Lo primero que hizo el doctor Peter Black el jueves por la mañana fue ir a ver a Tasha. Según todos los criterios médicos, a estas alturas ya debería de estar muerta, pensó angustiado mientras caminaba hacia la habitación de la paciente.
Quizá había sido una equivocación implicarla en el experimento, pensó. Por lo general, este experimento producía resultados clínicos positivos, y en ocasiones fascinantes, pero resultaba difícil llevarlo a cabo, sobre todo por culpa de la madre de Tasha. Barbara Colbert era demasiado avispada y estaba muy bien relacionada. Había muchos pacientes ingresados que eran candidatos apropiados para esta extraordinaria investigación, pacientes cuyos parientes jamás sospecharían nada extraño y que considerarían un regalo del cielo que el enfermo recobrara la lucidez en el postrer instante.
Nunca tendría que haber dicho al doctor Logue que Harvey Magim pareció reconocer a su mujer al final, se reprendió Black. Pero ahora ya era demasiado tarde para detenerse. Era preciso dar el siguiente paso. Se lo habían dejado muy claro. El nuevo paso estaba contenido en el paquete que había traído del laboratorio de West Redding, y ahora se encontraba a buen recaudo en el bolsillo de su chaleco.
Cuando entró en la habitación, encontró a la enfermera de guardia dormida junto a la cama de Tasha. Estupendo, pensó. Una enfermera dormida era justo lo que necesitaba. Le proporcionaría una excusa para echarla de la habitación.
—Sugiero que vaya a tomar una taza de café —dijo con severidad tras despertarla sin miramientos—. Tráigala aquí. La esperaré. ¿Dónde está la señora Colbert?
—Dormida en el sofá —susurró la enfermera—. Pobre mujer, al final se durmió. Sus hijos ya se han ido. Volverán esta noche.
Black asintió y se volvió hacia la paciente, mientras la enfermera salía. El estado de Tasha no había variado en absoluto. Se había estabilizado gracias a la inyección que le había administrado cuando empezaba a declinar.
Sacó el pequeño paquete del bolsillo.
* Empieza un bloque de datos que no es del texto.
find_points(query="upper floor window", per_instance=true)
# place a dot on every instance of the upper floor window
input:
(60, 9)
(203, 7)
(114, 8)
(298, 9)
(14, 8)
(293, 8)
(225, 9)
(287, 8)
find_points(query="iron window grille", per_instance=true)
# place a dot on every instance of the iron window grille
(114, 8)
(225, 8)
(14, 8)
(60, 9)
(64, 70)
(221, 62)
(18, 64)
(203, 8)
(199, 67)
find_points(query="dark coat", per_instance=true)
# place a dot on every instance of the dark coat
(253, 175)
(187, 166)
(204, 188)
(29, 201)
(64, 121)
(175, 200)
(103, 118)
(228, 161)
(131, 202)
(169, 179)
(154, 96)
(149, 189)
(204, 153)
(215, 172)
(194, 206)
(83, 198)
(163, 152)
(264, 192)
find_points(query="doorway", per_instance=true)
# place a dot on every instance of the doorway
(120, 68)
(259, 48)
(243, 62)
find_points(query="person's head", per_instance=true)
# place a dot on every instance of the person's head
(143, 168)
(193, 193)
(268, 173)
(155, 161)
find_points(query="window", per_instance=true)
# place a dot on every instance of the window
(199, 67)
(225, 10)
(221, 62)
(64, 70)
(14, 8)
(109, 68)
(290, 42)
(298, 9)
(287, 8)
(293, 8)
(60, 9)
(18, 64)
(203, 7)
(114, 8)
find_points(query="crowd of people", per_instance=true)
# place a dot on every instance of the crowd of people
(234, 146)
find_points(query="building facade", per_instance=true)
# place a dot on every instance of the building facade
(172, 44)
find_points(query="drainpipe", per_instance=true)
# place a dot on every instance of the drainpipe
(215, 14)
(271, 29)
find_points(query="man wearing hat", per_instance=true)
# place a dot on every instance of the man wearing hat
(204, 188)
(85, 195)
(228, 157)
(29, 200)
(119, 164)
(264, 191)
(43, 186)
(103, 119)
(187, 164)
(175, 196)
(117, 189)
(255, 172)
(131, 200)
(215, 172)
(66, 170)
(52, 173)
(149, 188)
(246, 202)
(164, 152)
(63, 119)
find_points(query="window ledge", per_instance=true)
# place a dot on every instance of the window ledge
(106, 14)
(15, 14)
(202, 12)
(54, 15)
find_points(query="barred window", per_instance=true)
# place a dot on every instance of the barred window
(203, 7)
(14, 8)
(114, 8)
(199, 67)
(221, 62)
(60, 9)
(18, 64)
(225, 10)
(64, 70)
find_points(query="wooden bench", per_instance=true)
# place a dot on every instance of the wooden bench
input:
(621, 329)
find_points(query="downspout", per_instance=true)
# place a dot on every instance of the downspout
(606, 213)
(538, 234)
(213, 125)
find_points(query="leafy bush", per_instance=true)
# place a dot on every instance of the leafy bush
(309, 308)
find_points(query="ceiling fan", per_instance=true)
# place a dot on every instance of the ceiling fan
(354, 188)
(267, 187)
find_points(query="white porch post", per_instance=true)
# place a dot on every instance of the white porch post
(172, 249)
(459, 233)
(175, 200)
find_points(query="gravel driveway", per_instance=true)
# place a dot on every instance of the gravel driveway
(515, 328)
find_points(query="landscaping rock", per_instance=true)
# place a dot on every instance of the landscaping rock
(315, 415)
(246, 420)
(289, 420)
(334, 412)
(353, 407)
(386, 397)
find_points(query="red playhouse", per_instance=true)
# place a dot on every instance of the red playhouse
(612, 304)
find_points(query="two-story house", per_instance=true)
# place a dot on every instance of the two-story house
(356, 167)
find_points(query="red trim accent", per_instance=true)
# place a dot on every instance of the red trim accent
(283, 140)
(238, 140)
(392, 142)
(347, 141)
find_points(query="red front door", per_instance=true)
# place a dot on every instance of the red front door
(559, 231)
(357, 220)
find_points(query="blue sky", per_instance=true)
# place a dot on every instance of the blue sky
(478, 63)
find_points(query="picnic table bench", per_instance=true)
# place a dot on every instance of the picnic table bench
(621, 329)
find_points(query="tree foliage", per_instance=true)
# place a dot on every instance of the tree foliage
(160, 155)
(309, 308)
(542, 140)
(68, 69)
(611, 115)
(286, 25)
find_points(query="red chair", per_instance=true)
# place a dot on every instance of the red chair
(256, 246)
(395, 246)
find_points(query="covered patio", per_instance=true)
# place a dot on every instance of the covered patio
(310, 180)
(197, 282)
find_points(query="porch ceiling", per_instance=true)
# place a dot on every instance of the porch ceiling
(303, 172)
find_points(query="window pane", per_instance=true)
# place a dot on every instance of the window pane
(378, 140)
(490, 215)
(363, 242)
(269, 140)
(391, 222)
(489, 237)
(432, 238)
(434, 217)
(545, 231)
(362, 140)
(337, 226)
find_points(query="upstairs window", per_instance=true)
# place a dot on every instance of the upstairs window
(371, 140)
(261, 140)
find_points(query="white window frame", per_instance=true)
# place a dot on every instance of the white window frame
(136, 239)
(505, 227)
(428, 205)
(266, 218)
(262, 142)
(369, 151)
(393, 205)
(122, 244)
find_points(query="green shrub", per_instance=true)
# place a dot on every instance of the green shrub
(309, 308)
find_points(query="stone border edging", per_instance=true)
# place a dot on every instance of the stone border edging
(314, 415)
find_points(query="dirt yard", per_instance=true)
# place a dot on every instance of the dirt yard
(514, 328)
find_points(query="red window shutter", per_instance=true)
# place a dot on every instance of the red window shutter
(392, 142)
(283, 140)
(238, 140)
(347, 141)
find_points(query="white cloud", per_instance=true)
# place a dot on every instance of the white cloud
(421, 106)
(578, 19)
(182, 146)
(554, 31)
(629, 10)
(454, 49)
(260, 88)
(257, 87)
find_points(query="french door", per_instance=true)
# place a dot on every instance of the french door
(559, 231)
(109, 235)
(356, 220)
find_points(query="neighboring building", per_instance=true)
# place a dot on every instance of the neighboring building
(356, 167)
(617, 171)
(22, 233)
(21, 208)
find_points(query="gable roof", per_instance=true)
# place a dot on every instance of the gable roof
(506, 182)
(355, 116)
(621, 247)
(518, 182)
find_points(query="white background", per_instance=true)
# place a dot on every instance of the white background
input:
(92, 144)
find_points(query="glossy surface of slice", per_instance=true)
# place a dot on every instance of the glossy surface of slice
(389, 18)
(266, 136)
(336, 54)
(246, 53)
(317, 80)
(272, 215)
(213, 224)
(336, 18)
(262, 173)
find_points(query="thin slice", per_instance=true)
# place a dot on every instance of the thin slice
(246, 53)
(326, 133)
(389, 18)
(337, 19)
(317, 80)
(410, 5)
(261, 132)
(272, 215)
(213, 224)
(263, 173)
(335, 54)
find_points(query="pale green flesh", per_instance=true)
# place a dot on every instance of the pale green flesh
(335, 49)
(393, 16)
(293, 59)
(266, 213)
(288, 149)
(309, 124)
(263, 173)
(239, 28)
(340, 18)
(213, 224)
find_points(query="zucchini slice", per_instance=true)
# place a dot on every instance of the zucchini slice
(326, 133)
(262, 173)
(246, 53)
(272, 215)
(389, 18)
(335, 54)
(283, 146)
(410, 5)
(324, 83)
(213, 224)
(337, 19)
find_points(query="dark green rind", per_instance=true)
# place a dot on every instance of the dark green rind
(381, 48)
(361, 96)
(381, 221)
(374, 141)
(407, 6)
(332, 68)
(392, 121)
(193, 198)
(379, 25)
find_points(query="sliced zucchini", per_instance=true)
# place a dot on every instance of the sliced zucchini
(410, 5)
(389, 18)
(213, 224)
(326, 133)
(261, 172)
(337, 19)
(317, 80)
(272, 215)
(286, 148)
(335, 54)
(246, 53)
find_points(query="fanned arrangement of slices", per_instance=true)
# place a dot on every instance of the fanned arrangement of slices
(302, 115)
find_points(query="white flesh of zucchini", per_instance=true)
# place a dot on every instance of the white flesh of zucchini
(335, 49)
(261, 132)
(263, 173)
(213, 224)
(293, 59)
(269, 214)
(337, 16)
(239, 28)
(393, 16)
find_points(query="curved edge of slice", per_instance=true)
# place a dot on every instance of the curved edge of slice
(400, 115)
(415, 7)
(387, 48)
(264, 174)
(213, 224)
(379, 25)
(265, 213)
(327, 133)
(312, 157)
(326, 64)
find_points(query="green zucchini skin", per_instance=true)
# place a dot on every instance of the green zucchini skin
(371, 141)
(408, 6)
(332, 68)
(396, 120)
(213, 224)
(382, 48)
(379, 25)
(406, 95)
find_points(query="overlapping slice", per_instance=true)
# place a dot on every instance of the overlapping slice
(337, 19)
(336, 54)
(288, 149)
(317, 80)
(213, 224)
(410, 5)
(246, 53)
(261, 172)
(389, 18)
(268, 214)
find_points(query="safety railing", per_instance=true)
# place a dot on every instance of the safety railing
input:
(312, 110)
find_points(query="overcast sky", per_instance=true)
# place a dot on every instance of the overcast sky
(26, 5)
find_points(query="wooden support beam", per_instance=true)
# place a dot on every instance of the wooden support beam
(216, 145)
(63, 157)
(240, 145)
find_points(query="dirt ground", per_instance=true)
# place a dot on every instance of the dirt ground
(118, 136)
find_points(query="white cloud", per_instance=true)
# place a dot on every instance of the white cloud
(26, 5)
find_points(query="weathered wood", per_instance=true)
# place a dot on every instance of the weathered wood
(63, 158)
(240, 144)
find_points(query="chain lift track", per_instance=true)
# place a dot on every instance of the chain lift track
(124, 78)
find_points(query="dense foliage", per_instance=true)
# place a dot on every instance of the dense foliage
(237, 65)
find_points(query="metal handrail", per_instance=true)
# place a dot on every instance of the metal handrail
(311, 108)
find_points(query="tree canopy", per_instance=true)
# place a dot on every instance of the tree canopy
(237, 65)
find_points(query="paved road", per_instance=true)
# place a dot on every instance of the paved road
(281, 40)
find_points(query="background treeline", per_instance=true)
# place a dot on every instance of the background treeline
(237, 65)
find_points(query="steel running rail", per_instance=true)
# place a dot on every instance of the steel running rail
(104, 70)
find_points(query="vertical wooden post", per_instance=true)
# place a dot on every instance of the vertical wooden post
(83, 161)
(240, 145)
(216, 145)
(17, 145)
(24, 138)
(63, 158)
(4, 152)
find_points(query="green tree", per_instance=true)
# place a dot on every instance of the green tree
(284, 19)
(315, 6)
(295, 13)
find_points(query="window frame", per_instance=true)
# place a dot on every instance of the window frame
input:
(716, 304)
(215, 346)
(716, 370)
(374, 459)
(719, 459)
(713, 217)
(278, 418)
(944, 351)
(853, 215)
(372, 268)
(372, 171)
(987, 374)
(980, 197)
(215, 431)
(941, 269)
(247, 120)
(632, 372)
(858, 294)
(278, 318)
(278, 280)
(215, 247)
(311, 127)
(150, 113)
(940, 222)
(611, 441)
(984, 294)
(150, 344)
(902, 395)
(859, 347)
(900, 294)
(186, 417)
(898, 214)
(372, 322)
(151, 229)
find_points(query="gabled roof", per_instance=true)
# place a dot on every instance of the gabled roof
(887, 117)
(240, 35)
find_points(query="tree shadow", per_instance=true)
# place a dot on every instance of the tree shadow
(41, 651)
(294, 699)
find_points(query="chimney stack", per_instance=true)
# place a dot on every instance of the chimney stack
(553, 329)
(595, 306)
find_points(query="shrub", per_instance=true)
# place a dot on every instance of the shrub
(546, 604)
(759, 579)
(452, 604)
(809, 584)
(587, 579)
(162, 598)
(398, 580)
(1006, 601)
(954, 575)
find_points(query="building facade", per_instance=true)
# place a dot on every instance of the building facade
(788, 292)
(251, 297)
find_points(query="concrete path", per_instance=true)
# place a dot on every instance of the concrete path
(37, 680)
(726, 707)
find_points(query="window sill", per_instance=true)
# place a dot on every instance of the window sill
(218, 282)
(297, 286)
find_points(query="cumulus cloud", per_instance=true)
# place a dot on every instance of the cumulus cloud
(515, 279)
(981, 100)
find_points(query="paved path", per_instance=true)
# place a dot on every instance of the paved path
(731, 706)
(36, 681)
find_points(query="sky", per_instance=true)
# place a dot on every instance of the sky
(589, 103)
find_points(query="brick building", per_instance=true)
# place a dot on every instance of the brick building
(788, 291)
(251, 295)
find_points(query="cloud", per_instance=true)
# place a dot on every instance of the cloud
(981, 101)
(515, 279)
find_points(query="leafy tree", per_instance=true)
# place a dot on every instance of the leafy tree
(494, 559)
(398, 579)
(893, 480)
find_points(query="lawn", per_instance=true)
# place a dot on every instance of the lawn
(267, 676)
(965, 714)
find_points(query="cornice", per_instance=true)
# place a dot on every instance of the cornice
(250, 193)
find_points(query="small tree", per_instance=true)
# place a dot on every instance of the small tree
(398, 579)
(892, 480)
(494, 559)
Pesaba mucho para su tamaño, o al menos eso le pareció. La inyección de la noche anterior había dado los resultados esperados, pero la que iba a administrarle ahora era totalmente impredecible.
Logue ha perdido el control, pensó.
Levantó el brazo fláccido de Tasha y lo palpó hasta encontrar una vena apropiada. Clavó la aguja y vio cómo el líquido desaparecía de la jeringuilla.
Consultó su reloj. Eran las ocho de la mañana. Dentro de doce horas todo habría terminado, de una forma u otra. Entretanto, debía afrontar la desagradable perspectiva de la entrevista que había concedido a aquella periodista chismosa, Fran Simmons.